I was only able to catch part of this movie, but WHO KNEW Linda Cardellini is in it! Granted, this movie is not nearly on par with Freaks and Geeks and would probably be much more amusing if I spent the majority of my time getting high, but I can't resist a good robot voice.
Um, so maybe I always watch this when it's on, whatever. The cleverness of "Naomi is 'I moan' backwards" just gets me every time. I'm sure there are revolting scenes that would probably turn me off from this movie that are cut out for tv, but I can't pass it up. It's like Ferris Bueller goes to college, but it's less overquoted by everyone I know (I immediately detest every teacher who does the Ben Stein role call...and believe me, there have been quite a few). Plus, if you pay attention, you'll see Sophia Bush, AND this movie makes Tara Reid seem like a serious journalism student. So, it's magic.
The Hot Chick
I know. You're thinking- Rob Schneider, no way. But come on, even Amy Poehler was in Deuce Bigalow, and HELLO, the girl Rob switches bodies with...RACHEL McADAMS. And her mom is Jan from The Office. AND Matthew Lawrence is in it. That's like a recipe for success. Kindof.

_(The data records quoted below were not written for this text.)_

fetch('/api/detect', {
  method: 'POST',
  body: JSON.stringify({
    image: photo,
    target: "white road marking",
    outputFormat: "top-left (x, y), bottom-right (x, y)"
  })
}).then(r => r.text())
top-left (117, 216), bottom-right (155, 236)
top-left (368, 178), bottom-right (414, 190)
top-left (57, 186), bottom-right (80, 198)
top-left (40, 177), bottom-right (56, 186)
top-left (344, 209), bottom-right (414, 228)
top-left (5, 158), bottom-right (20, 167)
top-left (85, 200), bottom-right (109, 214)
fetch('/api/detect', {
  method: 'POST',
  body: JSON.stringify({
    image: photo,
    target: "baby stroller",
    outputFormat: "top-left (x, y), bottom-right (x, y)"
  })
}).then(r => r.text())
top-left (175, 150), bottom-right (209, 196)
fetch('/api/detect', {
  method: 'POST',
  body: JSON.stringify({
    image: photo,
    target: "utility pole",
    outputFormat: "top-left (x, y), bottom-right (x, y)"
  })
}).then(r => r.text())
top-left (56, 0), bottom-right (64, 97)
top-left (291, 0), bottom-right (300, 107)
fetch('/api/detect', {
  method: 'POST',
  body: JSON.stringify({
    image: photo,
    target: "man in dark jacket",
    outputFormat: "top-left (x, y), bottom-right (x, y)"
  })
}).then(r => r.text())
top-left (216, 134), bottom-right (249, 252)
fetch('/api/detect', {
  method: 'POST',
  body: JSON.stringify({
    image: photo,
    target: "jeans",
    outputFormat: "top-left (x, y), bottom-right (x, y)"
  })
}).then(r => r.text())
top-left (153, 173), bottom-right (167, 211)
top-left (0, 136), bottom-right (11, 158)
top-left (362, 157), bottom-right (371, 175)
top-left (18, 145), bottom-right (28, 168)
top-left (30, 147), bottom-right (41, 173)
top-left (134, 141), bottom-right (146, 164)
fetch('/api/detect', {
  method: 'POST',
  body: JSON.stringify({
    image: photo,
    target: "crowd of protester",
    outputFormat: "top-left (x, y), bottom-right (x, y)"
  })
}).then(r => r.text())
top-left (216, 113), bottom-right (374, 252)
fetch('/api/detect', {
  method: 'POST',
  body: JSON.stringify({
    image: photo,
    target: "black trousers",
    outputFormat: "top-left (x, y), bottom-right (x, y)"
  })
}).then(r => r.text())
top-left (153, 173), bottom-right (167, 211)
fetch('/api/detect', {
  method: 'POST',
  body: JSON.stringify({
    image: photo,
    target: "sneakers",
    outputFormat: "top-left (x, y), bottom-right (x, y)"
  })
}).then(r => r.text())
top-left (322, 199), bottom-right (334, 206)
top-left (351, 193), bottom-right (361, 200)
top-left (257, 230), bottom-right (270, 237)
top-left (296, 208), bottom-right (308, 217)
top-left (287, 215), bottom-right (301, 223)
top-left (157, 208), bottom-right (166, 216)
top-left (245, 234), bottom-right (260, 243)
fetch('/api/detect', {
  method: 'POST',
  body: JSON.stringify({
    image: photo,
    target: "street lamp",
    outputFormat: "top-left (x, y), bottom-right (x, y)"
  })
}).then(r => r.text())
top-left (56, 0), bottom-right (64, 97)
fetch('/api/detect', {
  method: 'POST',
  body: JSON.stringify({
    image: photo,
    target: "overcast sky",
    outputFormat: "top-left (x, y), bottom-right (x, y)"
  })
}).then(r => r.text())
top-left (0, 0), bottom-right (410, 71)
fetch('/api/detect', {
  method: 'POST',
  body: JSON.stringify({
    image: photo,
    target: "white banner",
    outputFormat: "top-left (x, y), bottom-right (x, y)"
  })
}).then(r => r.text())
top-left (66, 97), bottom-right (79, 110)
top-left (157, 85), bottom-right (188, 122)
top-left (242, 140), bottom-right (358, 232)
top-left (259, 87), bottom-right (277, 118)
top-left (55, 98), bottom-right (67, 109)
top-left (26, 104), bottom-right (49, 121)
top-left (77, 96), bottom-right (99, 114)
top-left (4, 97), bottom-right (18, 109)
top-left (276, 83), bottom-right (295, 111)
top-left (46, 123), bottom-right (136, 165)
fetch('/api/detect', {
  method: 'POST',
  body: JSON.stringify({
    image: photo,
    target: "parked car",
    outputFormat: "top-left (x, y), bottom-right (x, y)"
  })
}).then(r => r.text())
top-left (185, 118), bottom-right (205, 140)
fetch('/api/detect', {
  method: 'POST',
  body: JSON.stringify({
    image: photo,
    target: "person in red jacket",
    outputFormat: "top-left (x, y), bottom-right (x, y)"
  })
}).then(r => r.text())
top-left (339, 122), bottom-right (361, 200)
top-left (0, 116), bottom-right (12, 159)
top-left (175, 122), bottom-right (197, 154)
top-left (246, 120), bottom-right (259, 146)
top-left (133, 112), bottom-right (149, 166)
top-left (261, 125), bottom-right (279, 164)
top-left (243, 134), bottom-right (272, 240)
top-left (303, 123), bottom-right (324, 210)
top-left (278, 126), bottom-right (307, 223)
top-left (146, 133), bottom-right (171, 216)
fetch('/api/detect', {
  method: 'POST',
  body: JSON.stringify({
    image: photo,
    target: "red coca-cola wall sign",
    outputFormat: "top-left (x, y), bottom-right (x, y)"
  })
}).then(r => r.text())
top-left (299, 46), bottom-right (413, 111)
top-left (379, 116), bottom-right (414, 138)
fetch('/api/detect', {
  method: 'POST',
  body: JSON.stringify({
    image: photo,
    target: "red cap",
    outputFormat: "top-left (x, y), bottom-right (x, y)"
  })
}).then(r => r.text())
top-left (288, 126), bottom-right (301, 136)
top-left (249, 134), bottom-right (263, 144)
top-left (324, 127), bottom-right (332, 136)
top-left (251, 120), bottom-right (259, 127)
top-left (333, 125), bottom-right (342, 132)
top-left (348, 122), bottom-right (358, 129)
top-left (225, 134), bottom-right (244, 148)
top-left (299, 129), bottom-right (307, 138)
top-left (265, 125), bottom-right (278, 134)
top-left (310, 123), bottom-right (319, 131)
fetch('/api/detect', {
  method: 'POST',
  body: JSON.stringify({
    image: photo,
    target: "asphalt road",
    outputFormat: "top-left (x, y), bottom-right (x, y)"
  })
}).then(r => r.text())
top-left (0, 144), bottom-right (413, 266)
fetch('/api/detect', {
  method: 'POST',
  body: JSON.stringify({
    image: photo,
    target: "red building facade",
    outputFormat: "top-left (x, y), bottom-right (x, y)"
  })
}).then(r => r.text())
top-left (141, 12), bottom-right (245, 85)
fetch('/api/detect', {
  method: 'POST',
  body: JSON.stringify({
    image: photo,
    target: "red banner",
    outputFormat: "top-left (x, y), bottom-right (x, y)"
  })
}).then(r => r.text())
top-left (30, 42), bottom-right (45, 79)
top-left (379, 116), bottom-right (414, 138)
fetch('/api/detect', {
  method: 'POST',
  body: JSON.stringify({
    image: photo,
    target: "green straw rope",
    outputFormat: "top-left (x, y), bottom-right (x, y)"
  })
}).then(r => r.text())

If none of this sways you, give it a shot simply for the scene in which Ashlee Simpson gets a drink spilled all over her.
Main character, BARTLEBY, gets rejected from everywhere he applies, so he starts his own fake college and has sex with Blake Lively. Now that I think about it, the title is actually somewhat misleading. Jonah Hill plays the responsible one, Lewis Black essentially plays himself, and Justin Long DOESN'T get his eyes ripped out by a giant flying cannibal monster. What more could you ask for???
So you probably won't watch any of these today or tomorrow. But come Thursday, after you've been stuck at home with your family for almost a week, and you've caught yourself up on LOST, and you've watched two Monk marathons, turn on Comedy Central before noon. You're gonna love it.